The term “round data” conjures up many images. Coined, I believe, by the FDA about three years ago, there is no precise definition of this term. If I asked five people what does “round data” mean, I would probably get six opinions, some abuse and I would probably be reluctant to ask the question ever again.
So it is for those reasons that this is one of those difficult blog posts to write simply because the subject matter is one that has caused quite a bit of confusion, as well as being one that has resulted in a releasing of emotions in the past. So either this post will result in a flurry of comments or a deathly silence.
I cannot start off by giving that wonderfully simple definition. Wouldn’t it be wonderful to simply say “round data is …” however. I can’t. But I believe the vision of round data, for that is what it is really, a vision. I believe round data is all about context. I have taken part in many conversations about the CDISC standards and context and I have even understood some of them. In the current standards, you will find that there is a lot of implicit context or assumptions. It is these assumptions that get us into trouble because implementation of the same standard will undoubtedly make different assumptions and thus we don’t have a standard, we have two similar implementations.
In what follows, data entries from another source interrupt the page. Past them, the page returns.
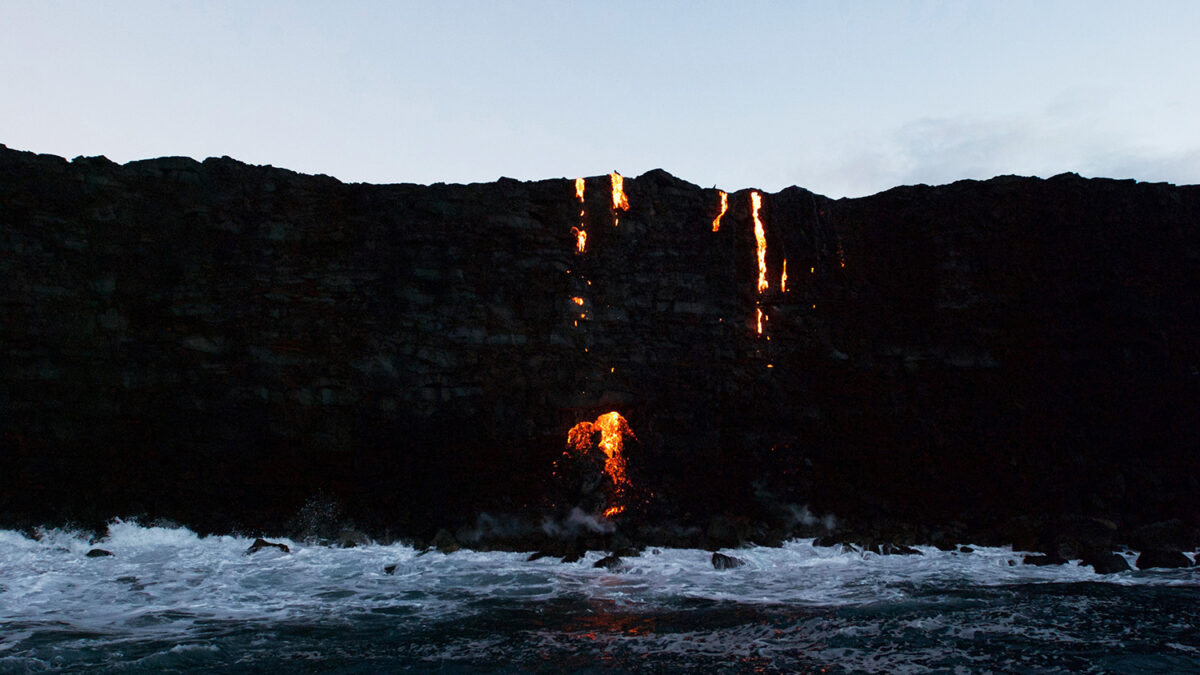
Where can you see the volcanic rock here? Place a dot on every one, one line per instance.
(215, 342)
(1105, 562)
(261, 544)
(721, 561)
(607, 562)
(444, 542)
(1043, 560)
(1162, 559)
(894, 549)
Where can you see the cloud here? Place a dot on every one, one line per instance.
(1068, 136)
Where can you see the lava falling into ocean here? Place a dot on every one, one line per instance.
(760, 237)
(725, 207)
(613, 429)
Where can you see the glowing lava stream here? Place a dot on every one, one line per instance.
(725, 207)
(613, 429)
(760, 237)
(619, 202)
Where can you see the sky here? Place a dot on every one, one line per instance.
(841, 97)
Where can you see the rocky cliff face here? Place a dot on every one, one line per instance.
(217, 342)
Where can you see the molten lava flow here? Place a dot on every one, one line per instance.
(613, 429)
(619, 202)
(760, 237)
(725, 207)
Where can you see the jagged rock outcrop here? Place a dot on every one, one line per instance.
(217, 342)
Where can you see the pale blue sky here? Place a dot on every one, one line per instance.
(843, 97)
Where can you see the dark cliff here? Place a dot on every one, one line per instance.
(217, 342)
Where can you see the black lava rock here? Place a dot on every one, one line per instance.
(1105, 562)
(261, 544)
(607, 562)
(1044, 560)
(721, 561)
(1161, 559)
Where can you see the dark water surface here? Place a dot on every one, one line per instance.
(171, 601)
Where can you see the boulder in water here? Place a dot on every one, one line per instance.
(349, 537)
(444, 542)
(1105, 562)
(607, 562)
(259, 544)
(721, 561)
(1044, 560)
(1162, 559)
(575, 551)
(895, 549)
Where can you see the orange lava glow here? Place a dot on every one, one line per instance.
(619, 202)
(760, 237)
(725, 207)
(613, 429)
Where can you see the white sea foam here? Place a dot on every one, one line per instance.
(161, 581)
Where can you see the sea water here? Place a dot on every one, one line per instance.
(168, 599)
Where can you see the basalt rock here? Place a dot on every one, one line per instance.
(1162, 559)
(1043, 560)
(1105, 562)
(721, 561)
(610, 562)
(263, 544)
(215, 342)
(444, 542)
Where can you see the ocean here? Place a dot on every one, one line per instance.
(171, 601)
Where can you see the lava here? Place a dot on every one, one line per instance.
(725, 207)
(760, 237)
(613, 429)
(619, 202)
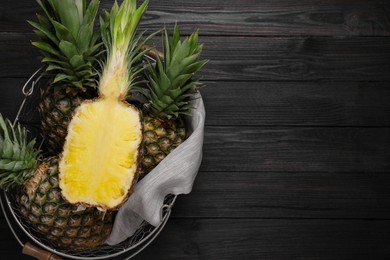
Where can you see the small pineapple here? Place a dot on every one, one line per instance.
(170, 90)
(100, 160)
(39, 196)
(71, 46)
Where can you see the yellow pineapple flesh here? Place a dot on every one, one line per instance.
(100, 161)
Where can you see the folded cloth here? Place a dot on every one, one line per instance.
(173, 175)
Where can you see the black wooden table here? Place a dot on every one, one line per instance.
(297, 146)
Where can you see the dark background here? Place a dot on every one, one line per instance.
(296, 153)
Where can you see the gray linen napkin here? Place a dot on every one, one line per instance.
(173, 175)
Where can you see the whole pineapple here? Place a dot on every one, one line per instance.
(171, 89)
(39, 196)
(70, 44)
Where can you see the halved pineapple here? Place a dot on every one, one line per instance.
(100, 162)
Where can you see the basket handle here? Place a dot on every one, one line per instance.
(40, 254)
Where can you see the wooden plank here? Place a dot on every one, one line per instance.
(246, 17)
(298, 149)
(256, 239)
(271, 239)
(297, 103)
(272, 103)
(286, 195)
(252, 59)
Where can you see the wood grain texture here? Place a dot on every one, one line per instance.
(297, 103)
(256, 238)
(295, 149)
(252, 59)
(297, 143)
(284, 195)
(246, 17)
(272, 103)
(271, 239)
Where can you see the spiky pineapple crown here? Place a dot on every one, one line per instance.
(171, 84)
(69, 41)
(123, 47)
(18, 157)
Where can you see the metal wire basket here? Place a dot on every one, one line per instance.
(127, 249)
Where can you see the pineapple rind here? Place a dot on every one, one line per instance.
(63, 224)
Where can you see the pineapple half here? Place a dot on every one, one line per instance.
(34, 181)
(170, 89)
(70, 45)
(100, 160)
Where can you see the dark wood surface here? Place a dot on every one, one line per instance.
(297, 145)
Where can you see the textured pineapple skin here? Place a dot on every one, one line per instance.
(159, 139)
(56, 109)
(60, 222)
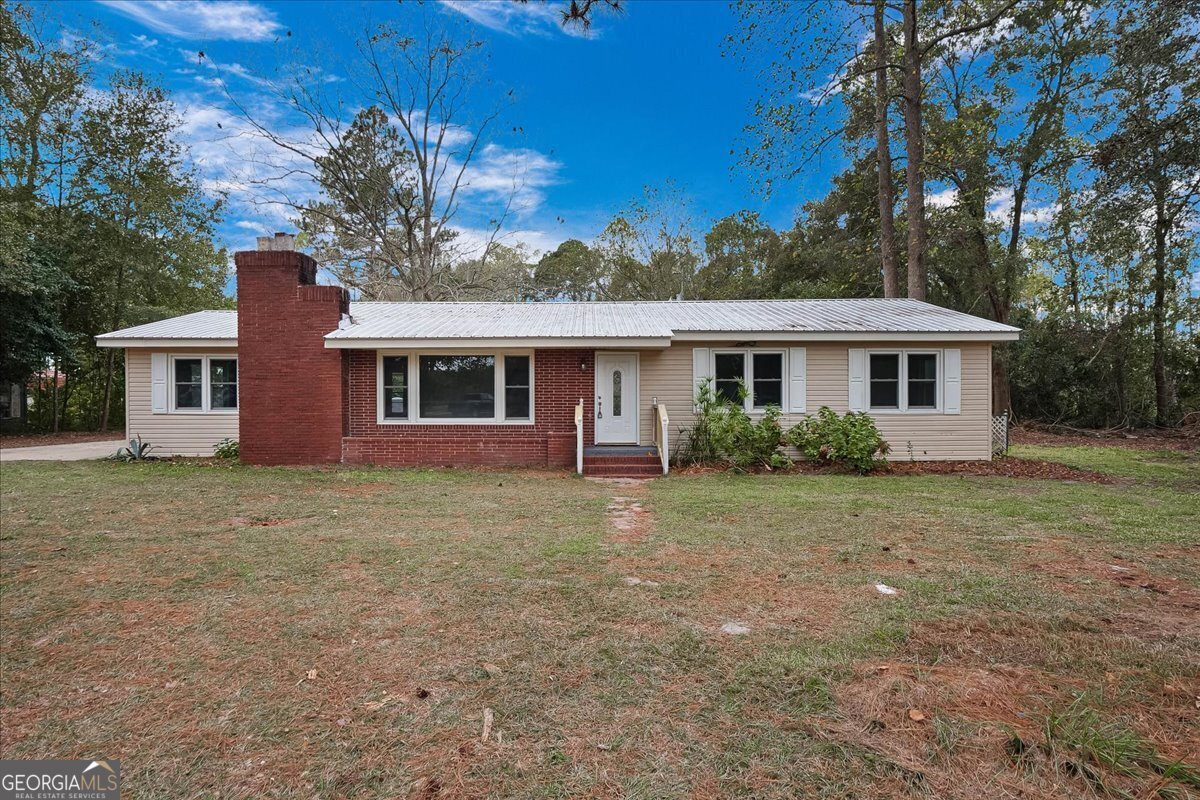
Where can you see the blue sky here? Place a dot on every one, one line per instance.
(643, 98)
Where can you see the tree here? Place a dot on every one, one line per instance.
(739, 251)
(573, 271)
(648, 250)
(391, 180)
(1150, 162)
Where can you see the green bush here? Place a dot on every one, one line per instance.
(851, 440)
(725, 434)
(227, 449)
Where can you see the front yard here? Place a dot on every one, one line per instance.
(351, 633)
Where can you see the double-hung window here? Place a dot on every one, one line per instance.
(760, 372)
(455, 388)
(904, 380)
(204, 383)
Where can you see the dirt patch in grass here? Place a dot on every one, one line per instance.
(1182, 439)
(1023, 468)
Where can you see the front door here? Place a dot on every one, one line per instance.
(616, 404)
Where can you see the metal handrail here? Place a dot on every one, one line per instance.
(579, 437)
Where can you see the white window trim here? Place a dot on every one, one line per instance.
(903, 392)
(414, 389)
(748, 360)
(205, 384)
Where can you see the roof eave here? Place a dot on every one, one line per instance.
(163, 342)
(851, 336)
(546, 342)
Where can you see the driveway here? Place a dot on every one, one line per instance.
(73, 451)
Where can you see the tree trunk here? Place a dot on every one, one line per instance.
(915, 150)
(1162, 390)
(883, 157)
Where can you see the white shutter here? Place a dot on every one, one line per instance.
(798, 380)
(159, 383)
(952, 384)
(857, 379)
(699, 371)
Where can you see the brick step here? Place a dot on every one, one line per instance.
(623, 470)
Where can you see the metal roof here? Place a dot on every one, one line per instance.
(201, 325)
(648, 323)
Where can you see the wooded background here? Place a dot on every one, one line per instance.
(953, 115)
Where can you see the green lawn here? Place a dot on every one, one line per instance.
(1044, 642)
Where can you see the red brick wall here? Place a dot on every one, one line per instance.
(291, 390)
(558, 386)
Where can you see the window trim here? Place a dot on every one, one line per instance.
(205, 384)
(414, 388)
(903, 373)
(748, 377)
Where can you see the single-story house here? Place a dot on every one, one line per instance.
(299, 374)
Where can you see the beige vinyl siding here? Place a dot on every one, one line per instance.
(666, 374)
(172, 434)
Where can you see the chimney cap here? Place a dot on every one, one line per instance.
(280, 241)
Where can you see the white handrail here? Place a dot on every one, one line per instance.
(579, 437)
(661, 426)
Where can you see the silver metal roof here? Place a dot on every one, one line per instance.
(635, 322)
(198, 325)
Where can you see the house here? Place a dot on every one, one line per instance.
(301, 376)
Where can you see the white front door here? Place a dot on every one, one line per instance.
(616, 405)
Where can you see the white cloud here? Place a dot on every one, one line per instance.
(943, 199)
(534, 18)
(238, 20)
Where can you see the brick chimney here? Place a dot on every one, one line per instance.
(292, 391)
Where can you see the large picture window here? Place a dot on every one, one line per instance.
(455, 388)
(904, 380)
(761, 372)
(204, 383)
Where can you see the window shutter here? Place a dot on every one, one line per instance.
(952, 384)
(857, 379)
(699, 371)
(798, 380)
(159, 383)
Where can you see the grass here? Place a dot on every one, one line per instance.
(1044, 641)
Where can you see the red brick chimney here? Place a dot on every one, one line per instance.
(292, 391)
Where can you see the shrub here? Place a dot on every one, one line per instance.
(137, 450)
(851, 440)
(725, 434)
(227, 449)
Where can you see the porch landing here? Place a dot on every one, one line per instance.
(622, 461)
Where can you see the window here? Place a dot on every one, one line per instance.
(395, 386)
(204, 383)
(729, 370)
(762, 373)
(223, 383)
(190, 384)
(885, 380)
(904, 380)
(516, 388)
(455, 388)
(768, 379)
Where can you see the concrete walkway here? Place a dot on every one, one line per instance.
(73, 451)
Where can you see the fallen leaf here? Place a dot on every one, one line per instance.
(489, 719)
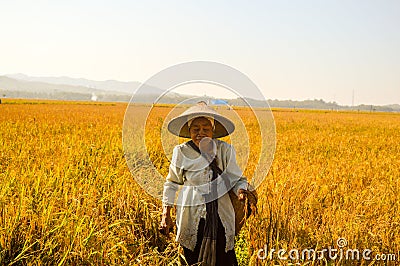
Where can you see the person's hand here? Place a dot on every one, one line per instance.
(166, 221)
(242, 194)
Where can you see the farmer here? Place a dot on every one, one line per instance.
(203, 170)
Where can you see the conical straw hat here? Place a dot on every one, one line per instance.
(179, 125)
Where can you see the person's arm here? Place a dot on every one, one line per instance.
(234, 171)
(173, 181)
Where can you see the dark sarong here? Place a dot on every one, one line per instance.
(211, 251)
(223, 258)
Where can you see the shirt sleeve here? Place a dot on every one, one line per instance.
(174, 179)
(234, 171)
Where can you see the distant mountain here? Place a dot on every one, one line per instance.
(107, 85)
(11, 84)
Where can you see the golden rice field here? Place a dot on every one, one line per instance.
(67, 196)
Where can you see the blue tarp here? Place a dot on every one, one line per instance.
(218, 102)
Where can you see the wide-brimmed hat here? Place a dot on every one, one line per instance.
(179, 125)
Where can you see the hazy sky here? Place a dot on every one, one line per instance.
(290, 49)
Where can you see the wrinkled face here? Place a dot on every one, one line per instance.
(200, 128)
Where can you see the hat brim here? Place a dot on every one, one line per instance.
(179, 126)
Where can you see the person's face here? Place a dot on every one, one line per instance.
(200, 128)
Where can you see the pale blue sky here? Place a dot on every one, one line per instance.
(290, 49)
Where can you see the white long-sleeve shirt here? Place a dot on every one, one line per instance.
(190, 176)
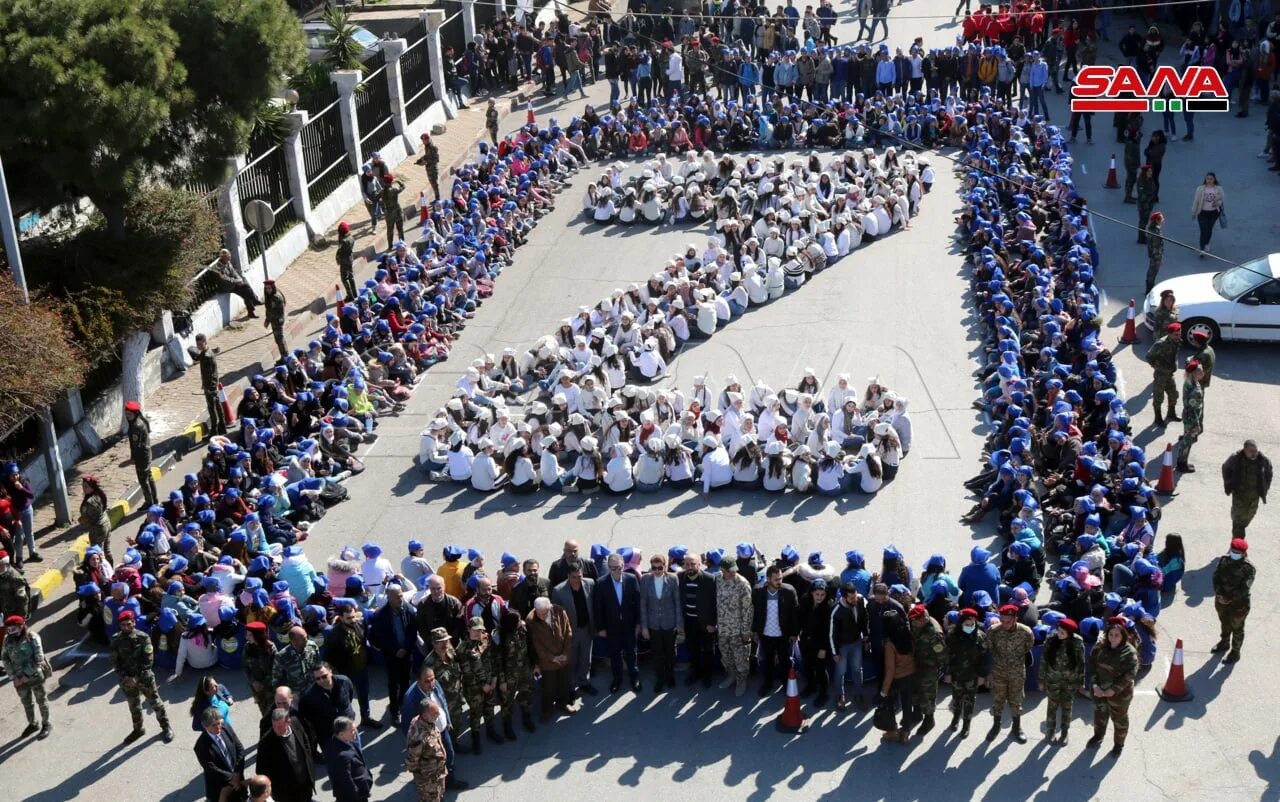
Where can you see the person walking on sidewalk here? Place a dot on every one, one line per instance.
(24, 661)
(392, 207)
(346, 257)
(274, 302)
(205, 357)
(140, 449)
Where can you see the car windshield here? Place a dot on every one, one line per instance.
(1238, 280)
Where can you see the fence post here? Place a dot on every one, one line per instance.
(346, 82)
(433, 19)
(392, 51)
(469, 23)
(296, 169)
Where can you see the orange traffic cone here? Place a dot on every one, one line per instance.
(227, 407)
(791, 719)
(1175, 687)
(1165, 484)
(1129, 334)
Consider the value, 180. That one item of information tells you nothing. If I add the units “cm” so as to make 180 cm, you now know it is a dimension. Given the magnitude you might make an assumption it is a height. Now if I add HEIGHT, to build HEIGHT=180 cm I am beginning, but only beginning, to add the context around the recording – or observation – of the height.
But more questions immediately emerge. When did I observe, why did I observe, what happened before and what happened after? So the observation needs to be placed into the context of the method of collection, the collection instrument, be it a case report form or a medical record both of which may be paper or electronic. In the event of the case report form that probably exists within the context of a study and thus a protocol. So as you start to see from this very simple picture of our clinical research world, the context of a simple observation becomes increasingly complex.
What we strive for is to place the observation into the right context. A human does that very well. You or I can read the protocol, examine the annotated CRF and look at the resulting dataset. But if we want to get more from our data, to be easily able to aggregate across studies, we need the computer, the machine, to have access to that same context. Some of the things we might wish to see are:
- Relationship between a clinical observation and the planned observations, did we capture everything intended? Did we capture more? Which observation is which?
- Parent child relationships, for example, these multiple results came from a single sample
- Relating adverse events to interventions
- Terminology relationships
We have some of these relationships today but they are, as I have said, implicit. The value and units of our observation are related but only by an implicit positional relationship because the two columns are next to each other in the dataset and the data specification (human readable only) tells me what those two columns contain. We need to make those relationships tangible. SDTM has gone a long way to achieving this but suffers from only providing them in a human-readable form and not having the scope of relationships that we may wish to see in the future.
We therefore need to build on SDTM and all the other good work to get to the round world. But the relationships extend across a single standard. Consider the issue of traceability of submitted data back to the case report form. The relationships in this scenario encompass not only SDTM but CDASH and potentially ADaM.
So a definition for round data? I would suggest round data as being nothing more than a richness of relationships. The challenge is defining the relationships we want, how best to describe them and how to transmit them.